This line, spoken by Hugo “Hurley” Reyes in the TV series Lost, was designed to be picked apart by theory-hungry fans, poised to analyse anything thrown their way. Ultimately, it amounted to nothing. That Damon Lindelof's next TV series The Leftovers has heavily eschewed the series' endgames to that same country is no coincidence - as Reverend Matt Jamison (Christopher Eccleston) frantically navigates his way Down Under in a bid to retrieve Kevin Garvey (Justin Theroux), it's hard not to think that perhaps this time around, the line may bear truth.

With the Sudden Departure's seventh anniversary just days away, Jamison is on borrowed time to get to the other side of the world to not only find Kevin but to convince him he needs to be back in Texan town Miracle for… well, whatever comes next (the apocalypse, nothing or something else altogether). Flights have been grounded following the launch of a nuclear missile courtesy of a postal French bloke on a submarine in the middle of the ocean (the 'why' surrounding this event is somewhat murky but it’s no stretch to imagine that impending apocalypse does strange things to people).

Any other character would be deterred by such an occurrence, but not Matt. He enlists the help of a foreign-aid approved friend to fly him, John (Kevin Carroll), Michael (Jovan Adepo) and - to his annoyance - Kevin's ex-wife Laurie (Amy Brenneman) to Australia, viewing the global catastrophe to be a mere “obstacle” dealt by God. Unbeknownst to him, his journey there will spark a series of setbacks that, by the end of the episode, sees Matt's faith dying a slow death.

The episode - titled 'It's a Matt Matt Matt Matt World' - continues in The Leftovers' now trademark vein of pulling up the handbrake and swerving the vehicle into uncharted terrain. This could well be the show's most idiosyncratic hour of TV yet, initially aided by the cold open which places viewers - for the first time ever - into the middle of nowhere away from the comfort zone of its characters or the blanket of familiarity conveyed by Max Richter's ever-haunting score. That and because it throws the episode's central quartet headfirst onto a boat filled with sex-crazed passengers celebrating the seed of a lion named Frasier. Really (Frasier is actually a real-life lion who, in his old-age, fathered 35 cubs in one night).

The boat is merely a conduit linking Matt's story with unexplained phenomena that have casually presented itself in previous episodes. At this stage, The Leftovers isn't interested in spelling things out for anyone, so when the camera first locks on David Burton (Bill Camp), you either remember we’ve met him before or you don't (for the latter crew, he's the man Kevin encounters in his hotel afterlife - first, on the bridge on his way to the well, and then again before he performs his rendition of 'Homeward Bound’ in a scene direct from Twin Peaks).

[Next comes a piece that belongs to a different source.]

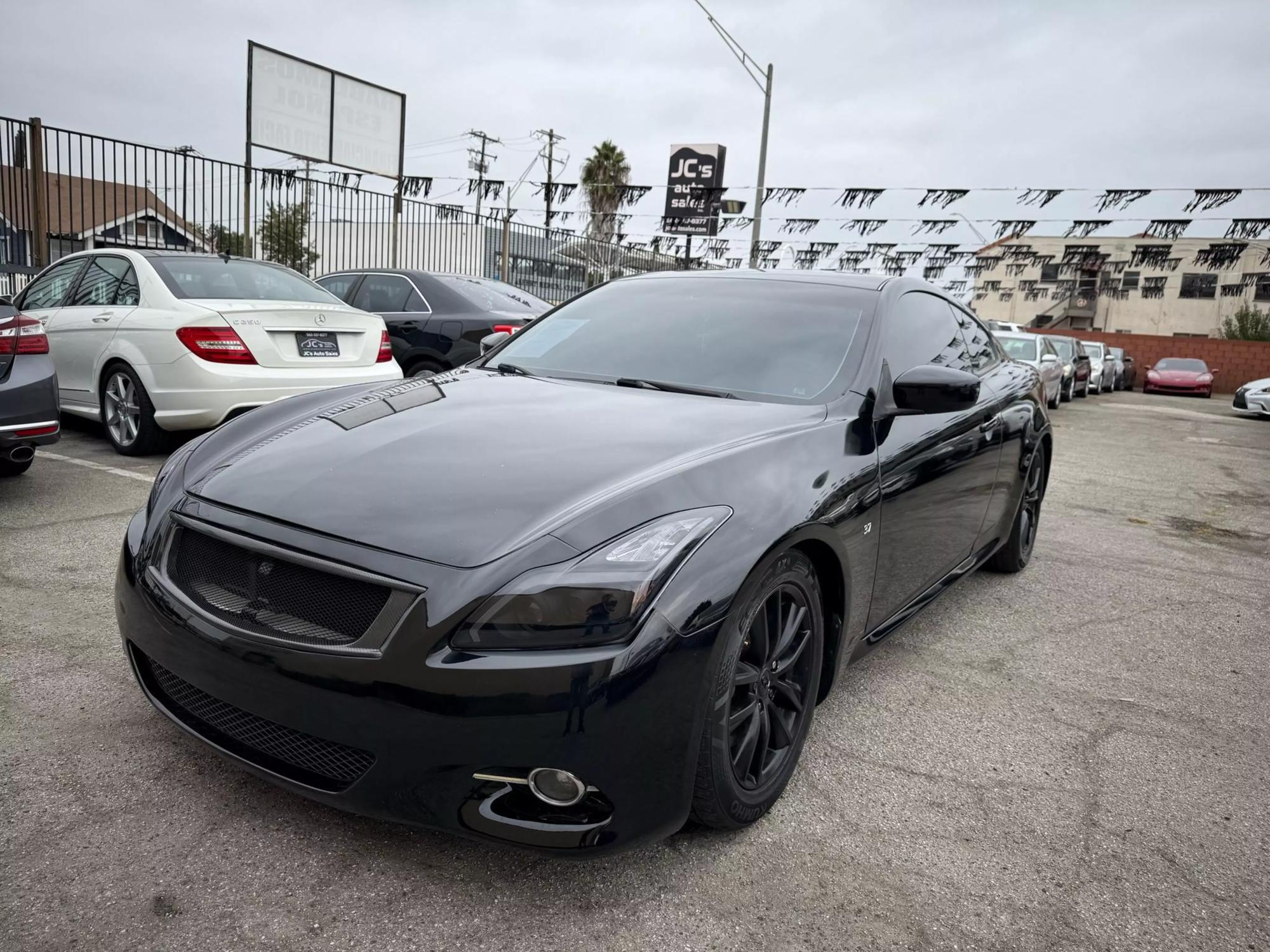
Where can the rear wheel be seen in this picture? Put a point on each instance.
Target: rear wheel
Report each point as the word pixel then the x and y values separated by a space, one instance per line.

Burton’s story is detailed here: he’s a former bronze medalist athlete who resurrected after perishing in a rock climbing accident. He now spends his days reading, throwing people overboard and refuting the existence of any God other than himself. Unlike Kevin, he quite enjoys the 'Messiah' tag he's become affiliated with.

Quite why Matt meets him on a sex boat that sets sail from Tasmania is never explained, and nor should it be. What rule-book states one of a TV series' final episodes shouldn't unfold in such a location? Stranger things have happened, not least in the world of The Leftovers.

Despite being primarily Matt-centric, this episode belongs just as much to Laurie as it does to the reverend, Amy Brenneman making up for almost an entire season's worth of silence by getting to spar with Eccleston's stubborn character in the episode’s most delicious interactions. These two have only shared minimal screen time in the past and it's engrossing to see author Tom Perrotta’s creations interact, Laurie largely conveying incredulity over Matt's belief that her ex-husband is not having a psychotic break; she struggles to comprehend that a man who shits four times a day could be “the goddamn second coming of Christ.”

The episode's title references 1963 comedy It's a Mad Mad Mad Mad World, yet there's nothing comedic about where Jamison's story is headed, even if his deadpan-dunked final line induces a chuckle. By the end of the hour, Jamison has acknowledged that he is hurtling headfirst towards his grave following the return of the same illness he found himself cured of as a boy after a simple prayer to God - the event which shaped his religious beliefs and steered him to this precise moment in his life.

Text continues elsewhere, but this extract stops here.